Jesús busca frutos en un corazón puro y lleno de fe para un auténtico culto al Señor


Eclesiástico, 44, 1.9-13;

Sal. 149;

Mc. 11, 11-26

Jesús ya está en Jerusalén para su subida a la Pascua. Cronológicamente este texto corresponde a lo sucedido a continuación de su entrada triunfal en la ciudad santa. ‘Después que la gente lo hubo aclamado, entró Jesús en Jerusalén en el templo y lo estuvo observando todo…’ nos señala el evangelista. Se vuelve a Betanía – a casa de Marta, María y Lázaro lugar de descanso para Jesús en sus estancias en Jerusalén – para volver cada día a Jerusalén y al templo dada la cercanía de dichas poblaciones, unos tres kilómetros como hará notar Juan en su evangelio.

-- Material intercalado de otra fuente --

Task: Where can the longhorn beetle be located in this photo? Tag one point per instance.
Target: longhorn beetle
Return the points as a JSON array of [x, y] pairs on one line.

En lo acaecido en los siguientes días vemos unos signos claros del mensaje que hoy podemos deducir. Por una parte la maldición de la higuera que luego al día siguiente los discípulos verían seca de raíz. ‘Vio de lejos una higuera con hojas, y se acercó para ver si encontraba algo; al llegar no encontró más que hojas, porque no era tiempo de higos…’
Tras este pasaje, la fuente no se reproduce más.